Старик решил газету купить.
Киоск был на Красной Пресне.
Картошка цвела фиолетовым. Старик шел медленно, потому что вообще не умел ходить быстро. Он несколько шагов прошел вдоль фиолетовой картошки и почувствовал взгляд в спину. Взгляд был не со стороны картошки на этот раз.
Старику казалось, он идет медленнее, чем всегда. Он не мог быстрее.
Старик прошел до участка Школьниковых и решил увидеть, откуда на этот раз смотрит на него старуха. И повернулся вдруг.
Картошка по правую руку, по левую – сад: три яблони, вишня, флоксы у забора. Старухи он нигде не увидел, но догадался, что она за черным окном дома, смотрит сквозь стекло на тропинку, и стекло истончается.
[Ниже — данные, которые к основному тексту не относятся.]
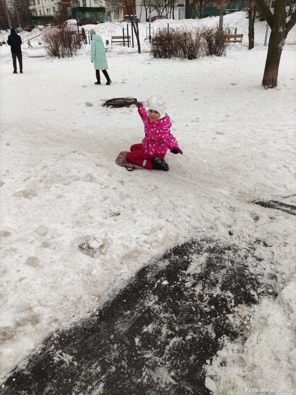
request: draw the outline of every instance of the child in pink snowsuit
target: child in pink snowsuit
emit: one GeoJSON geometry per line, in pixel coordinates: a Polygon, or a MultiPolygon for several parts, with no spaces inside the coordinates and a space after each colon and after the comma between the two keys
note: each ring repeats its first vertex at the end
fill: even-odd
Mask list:
{"type": "Polygon", "coordinates": [[[182,155],[177,140],[171,134],[170,117],[165,112],[165,102],[160,96],[151,96],[148,103],[148,112],[141,103],[137,103],[138,111],[144,123],[145,137],[142,143],[134,144],[126,160],[147,169],[167,171],[169,166],[164,158],[168,148],[173,154],[182,155]]]}

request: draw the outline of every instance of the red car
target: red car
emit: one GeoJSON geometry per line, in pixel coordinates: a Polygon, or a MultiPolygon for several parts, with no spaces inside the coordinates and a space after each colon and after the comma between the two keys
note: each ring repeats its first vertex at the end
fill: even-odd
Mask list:
{"type": "Polygon", "coordinates": [[[152,16],[151,18],[151,22],[158,20],[159,19],[167,19],[166,16],[164,15],[156,15],[156,16],[152,16]]]}
{"type": "Polygon", "coordinates": [[[82,26],[82,25],[98,25],[99,23],[103,23],[103,22],[94,19],[93,18],[80,18],[78,21],[79,26],[82,26]]]}

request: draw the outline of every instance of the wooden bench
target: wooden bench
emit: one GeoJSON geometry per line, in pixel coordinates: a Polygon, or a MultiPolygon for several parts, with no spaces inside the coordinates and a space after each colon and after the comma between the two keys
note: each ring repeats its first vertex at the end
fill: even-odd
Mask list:
{"type": "Polygon", "coordinates": [[[112,36],[111,37],[111,45],[113,42],[127,42],[128,41],[130,43],[131,42],[131,36],[112,36]],[[124,41],[123,41],[123,39],[124,39],[124,41]]]}
{"type": "Polygon", "coordinates": [[[228,42],[240,42],[242,43],[243,34],[227,34],[226,37],[228,42]]]}

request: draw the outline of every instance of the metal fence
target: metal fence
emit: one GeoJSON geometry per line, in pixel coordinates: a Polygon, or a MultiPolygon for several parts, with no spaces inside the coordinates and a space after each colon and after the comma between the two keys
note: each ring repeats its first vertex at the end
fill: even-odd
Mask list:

Что-то ухнуло в воздухе, и старик вздрогнул. Потом сообразил, что это завод сегодня работает.
Центральных газет в киоске не было, и старик купил местную.
Сложил и спрятал в карман белого пиджака, после уж сообразил, что испачкает пиджак типографской краской.
Он пошел домой кружным путем, мимо школы, не хотел лишний раз попадать под взгляд старухи.
В школе шел ремонт. Рабочие курили на крылечке и пили пиво. Над ними шумели столетние тополя. Был только июль, но листья уже опадали с этих тополей, не пожелтевшие, а просто высохшие. Под ногами шуршали листья и черные грачиные перья.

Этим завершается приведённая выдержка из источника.